Reputation: 45
Sample Data -
Header1, full_name, header3, header4
20, "Tom, ZZZ", "test", 30
CSVReader csvReader = new CSVReader(reader, ',', '"');
The second row doesn't read as expected. since there is a double quote in the full_name column value.
I want to ignore such cases. any suggestion would be appreciated.
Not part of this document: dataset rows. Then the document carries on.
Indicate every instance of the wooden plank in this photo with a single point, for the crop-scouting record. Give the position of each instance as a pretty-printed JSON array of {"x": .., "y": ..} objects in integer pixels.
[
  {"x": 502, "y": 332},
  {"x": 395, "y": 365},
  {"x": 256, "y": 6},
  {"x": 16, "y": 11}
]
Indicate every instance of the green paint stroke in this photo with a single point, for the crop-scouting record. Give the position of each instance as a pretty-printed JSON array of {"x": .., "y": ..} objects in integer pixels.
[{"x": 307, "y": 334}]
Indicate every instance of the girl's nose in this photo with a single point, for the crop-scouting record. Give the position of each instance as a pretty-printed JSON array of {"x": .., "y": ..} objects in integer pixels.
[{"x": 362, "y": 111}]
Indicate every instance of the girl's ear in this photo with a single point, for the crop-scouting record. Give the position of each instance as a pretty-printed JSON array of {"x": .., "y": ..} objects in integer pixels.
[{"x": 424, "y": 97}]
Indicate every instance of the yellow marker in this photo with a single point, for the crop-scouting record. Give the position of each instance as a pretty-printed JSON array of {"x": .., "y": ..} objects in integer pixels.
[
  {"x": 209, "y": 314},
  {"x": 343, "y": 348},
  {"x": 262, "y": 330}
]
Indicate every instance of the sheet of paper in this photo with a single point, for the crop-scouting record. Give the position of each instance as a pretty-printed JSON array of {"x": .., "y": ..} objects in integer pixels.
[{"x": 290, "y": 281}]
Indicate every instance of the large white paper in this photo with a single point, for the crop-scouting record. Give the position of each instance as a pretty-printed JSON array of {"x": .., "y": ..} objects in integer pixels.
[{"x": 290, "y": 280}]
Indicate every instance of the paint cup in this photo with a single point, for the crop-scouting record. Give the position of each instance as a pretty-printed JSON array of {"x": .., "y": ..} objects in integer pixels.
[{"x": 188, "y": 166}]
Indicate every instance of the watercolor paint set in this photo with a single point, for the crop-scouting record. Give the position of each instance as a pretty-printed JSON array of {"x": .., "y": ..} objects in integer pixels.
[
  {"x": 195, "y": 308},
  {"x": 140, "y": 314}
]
using openCSV java api for parsing.
Edit:
I am getting the data from database. one of the database column field has that one double quote in it's value. Because of that the csv data looks malformed.
Upvotes: 3
Views: 6206
Reputation: 6289
univocity-parsers can handle unescaped quotes and is also 4x faster than opencsv. Try this code:
public static void main(String... args){
String input = "" +
"20, \"bob, XXX\", \"test\", 30\n" +
"20, \"evan\"s,YYY \", \"test\", 30\n" +
"20, \"Tom, ZZZ\", \"test\", 30 ";
CsvParserSettings settings = new CsvParserSettings();
CsvParser parser = new CsvParser(settings);
List<String[]> rows = parser.parseAll(new StringReader(input));
//printing values enclosed in [ ] to make sure you are getting the expected result
for(String[] row : rows){
for(String value : row){
System.out.print("[" + value + "],");
}
System.out.println();
}
}
This will produce:
[20],[bob, XXX],[test],[30],
[20],["evan"s],[YYY "],[test],[30],
[20],[Tom, ZZZ],[test],[30],
Additionally, you can control how to handle unescaped quotes with one of:
settings.setUnescapedQuoteHandling(UnescapedQuoteHandling.STOP_AT_DELIMITER);
settings.setUnescapedQuoteHandling(UnescapedQuoteHandling.STOP_AT_CLOSING_QUOTE);
settings.setUnescapedQuoteHandling(UnescapedQuoteHandling.RAISE_ERROR);
settings.setUnescapedQuoteHandling(UnescapedQuoteHandling.SKIP_VALUE);
When reading large files, you can use a RowProcessor
or iterate over each row like this:
parser.beginParsing(new File("/path/to/your.csv"));
String[] row;
while ((row = parser.parseNext()) != null) {
// process row
}
Disclaimer: I'm the author of this libary. It's open source and free (Apache 2.0 license)
Upvotes: 2